Evangelium in der Geschichte. 2: Studien zur Theologie der Kirchenväter und zu ihrer Rezeption in der Reformation. Aus Anlaß des 70. Geburtstages des Autors hrsg. von G. Borger, C. Dahlgrün, O. H. Pesch u. M. Wriedt.

Verlag:

Göttingen: Vandenhoeck & Ruprecht 1998. 315 S., 1 Porträt gr.8. Kart. DM 68,-. ISBN 3-525-58166-1.

Rezensent:

Joachim Rogge

Vor einem liegt nicht einfach ein Buch. Es ist ein Vermächtnis. Kurz vor Vollendung seines 69. Lebensjahres ist Bernhard Lohse am 29. März 1997 gestorben. Das war für die Reformationsgeschichtsforschung ein herber Verlust, gewiß auch literarisch, obwohl es Lohse vergönnt war, die weitverzweigte Summe seiner Arbeiten zur Theologie der Kirchenväter, des Mittelalters und vor allem der Reformation des 16. Jh.s der Nachwelt zugänglich zu machen. Sein opus magnum, "Luthers Theologie in ihrer historischen Entwicklung in ihrem systematischen Zusammenhang", war 1995 erschienen, 1980 bereits in erster Auflage "Martin Luther. Eine Einführung in sein Leben und sein Werk". Das war ein Buch, das "eine gewisse Übersicht über wichtige Probleme und Aspekte der Lutherforschung" geben, "zum anderen zur eigenen Beschäftigung mit Luther" hinführen "und für die Weiterarbeit Anregungen ... vermitteln" wollte (a. a. O., Vorwort).

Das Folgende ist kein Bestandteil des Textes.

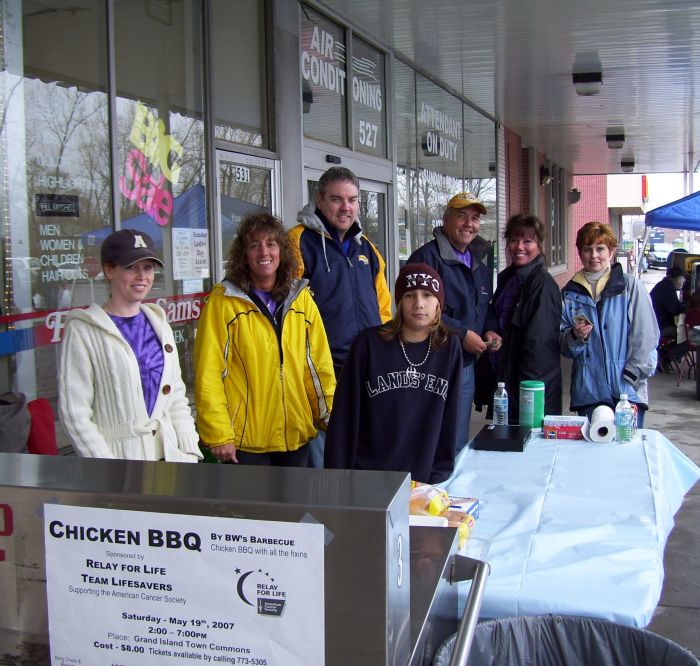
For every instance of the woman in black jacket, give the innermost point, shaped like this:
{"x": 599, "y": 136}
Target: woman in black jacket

Nun haben Freunde, Kollegen, Schüler zum zweiten Mal, gewissermaßen zur Ergänzung und Vertiefung der größeren Werke, Aufsätze und Vorträge Bernhard Lohses, die schon an anderer Stelle erschienen - aber eher ’versteckt’ publiziert (9) - waren, zusammengetragen, exakt 10 Jahre nach Erscheinen des ersten Bandes mit dem Titel "Evangelium in der Geschichte". (Rez. in: ThLZ 114, 1989, 503-505) Damals war der Band mit "Studien zu Luther und der Reformation" zum 60. Geburtstag des Autors gefüllt.

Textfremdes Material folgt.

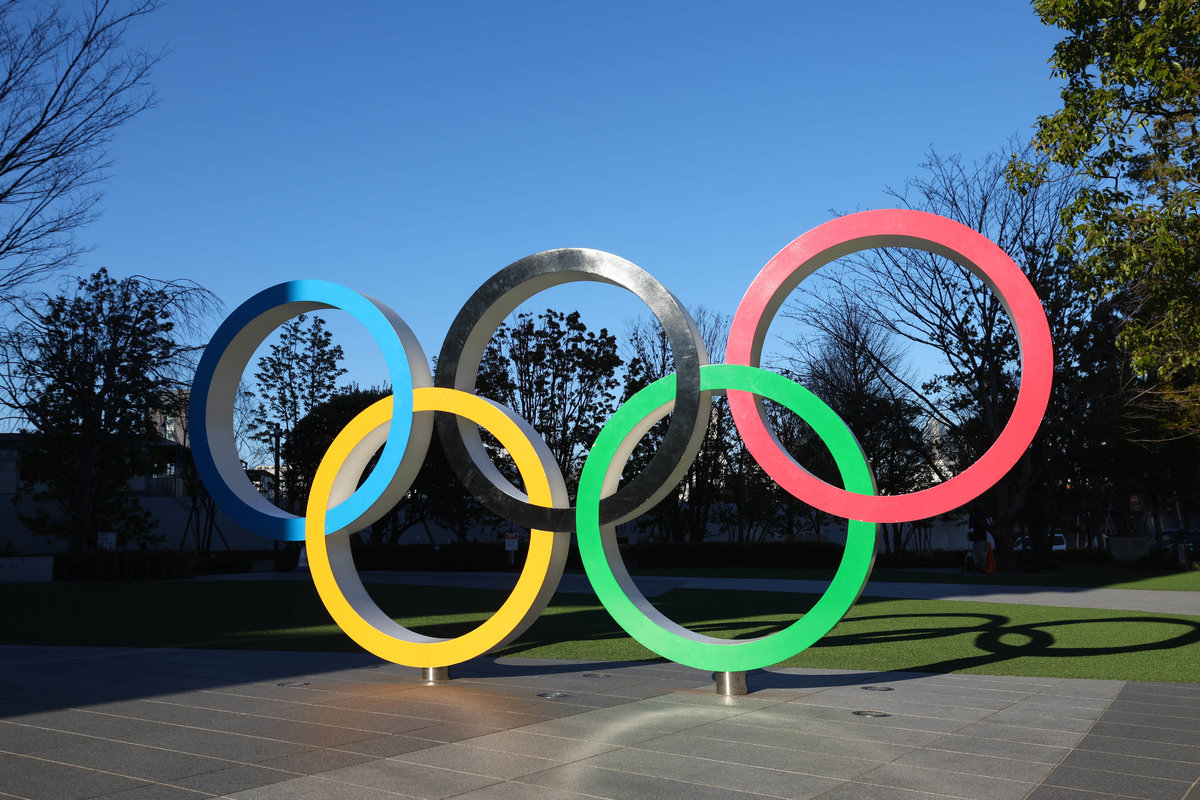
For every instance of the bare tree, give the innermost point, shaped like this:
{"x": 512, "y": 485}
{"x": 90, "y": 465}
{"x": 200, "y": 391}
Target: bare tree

Die jetzt anzuzeigende Veröffentlichung trägt den weiteren Forschungsgebieten Lohses Rechnung. Wenn er ein ertragreiches Leben lang nach Luthers Lebenswerk fragte, war für ihn damit immer - wie für den Reformator selbst - das weite Feld der "Theologie der Kirchenväter" verbunden, deren Kenntnis und Verständnis zur sachgemäßen Aufnahme und Kritik in der Reformationsforschung unerläßlich ist. Lohse, in der internationalen Arbeit an Luther genauso zu Hause wie in seiner jahrzehntelangen Wirkungsstätte Hamburg, geht für seine Analysen weit zurück und untersucht die Tradition von Meliton von Sardes (53-62) über Athanasius (191-212) bis zu Bernhard von Clairvaux (255-284). "Wer ihn näher kennt, wußte, daß er sich vor allem beim Studium Augustins geradezu von Luther erholte" (9). Die jetzt leicht zugänglichen 15 Aufsätze zeugen davon.

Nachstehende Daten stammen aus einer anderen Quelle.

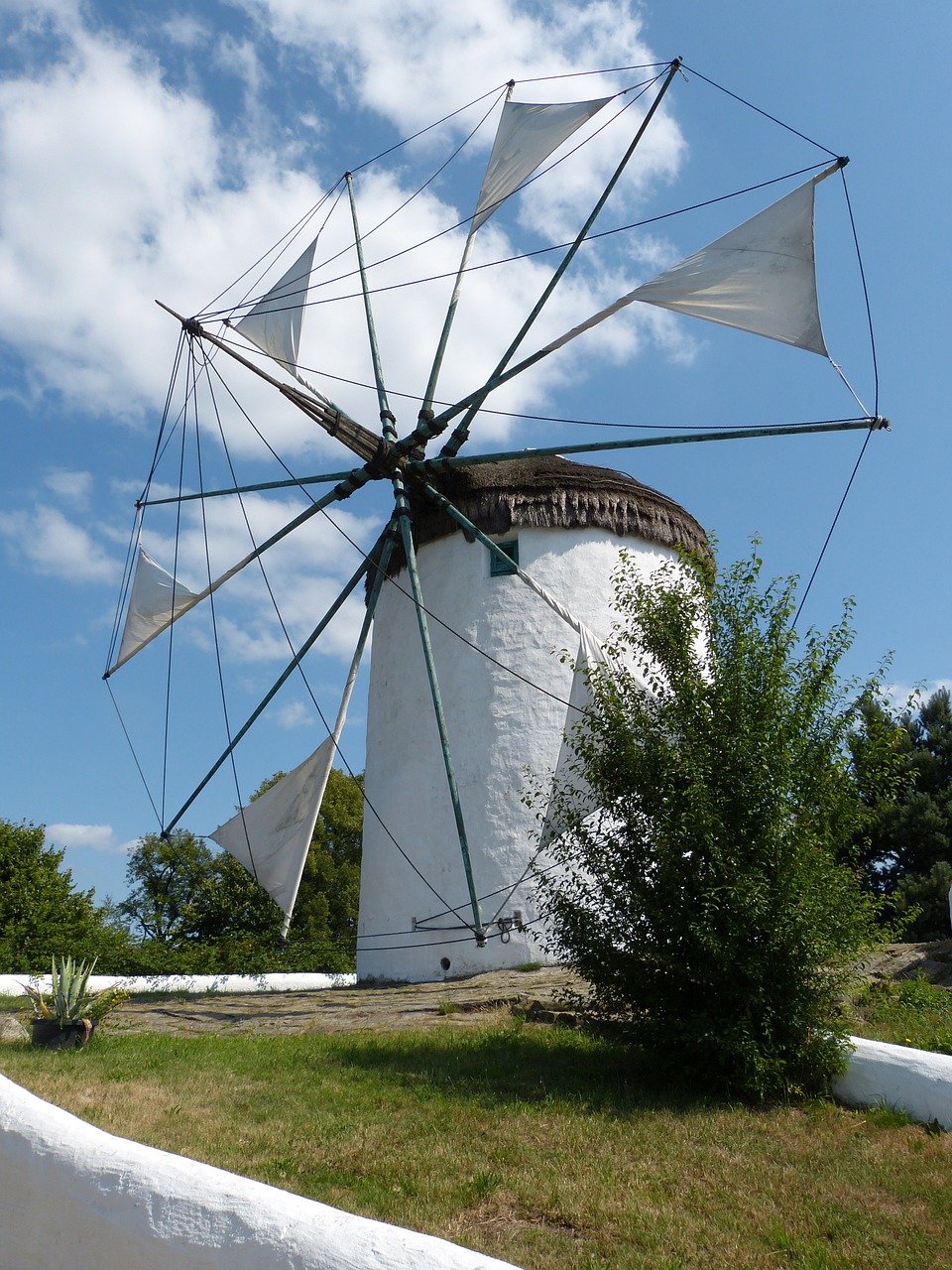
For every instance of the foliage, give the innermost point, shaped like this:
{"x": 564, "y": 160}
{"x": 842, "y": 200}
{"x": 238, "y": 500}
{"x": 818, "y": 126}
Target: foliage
{"x": 703, "y": 899}
{"x": 182, "y": 893}
{"x": 197, "y": 911}
{"x": 70, "y": 1000}
{"x": 910, "y": 1012}
{"x": 536, "y": 1146}
{"x": 907, "y": 826}
{"x": 41, "y": 911}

Die Hrsg. haben die erneut abgedruckten Studien, deren Ersterscheinungsort - wie schon im ersten Band - übersichtlich kenntlich gemacht wird (295 f.), sachlich und chronologisch untergliedert. Die Vortrags- bzw. Ersterscheinungsdaten liegen zwischen 1958 und 1998. "In memoriam Bernhard Lohse(s)" (285-293) zeichnet Markus Wriedt ebenso sachlich wie liebevoll ein Bild des kirchengeschichtlichen Meisters, das Themen und Wirkungsorte ebenso bekannt gibt wie die Spannweite der literarisch und mündlich geführten Gespräche in Ost wie West, nicht zuletzt auch in Übersee, und zwar mit katholischen Fachkollegen wie mit marxistischen Reformationshistorikern. Obwohl in einer Besprechung im allgemeinen unangebracht, kann der Rez. in diesem Falle nicht umhin, über das Grab hinaus dem Verewigten zu danken für jahrzehntelang gewährte Gesprächsbereitschaft im "Theologischen Arbeitskreis für Reformationsgeschichtliche Forschung", der jährlich in einer der Lutherstädte der DDR stattfand. M. Wriedt hat unter diesem Stichwort (293) nur den kleineren Teil der Wirkung und Einwirkung von Lohse berichtet.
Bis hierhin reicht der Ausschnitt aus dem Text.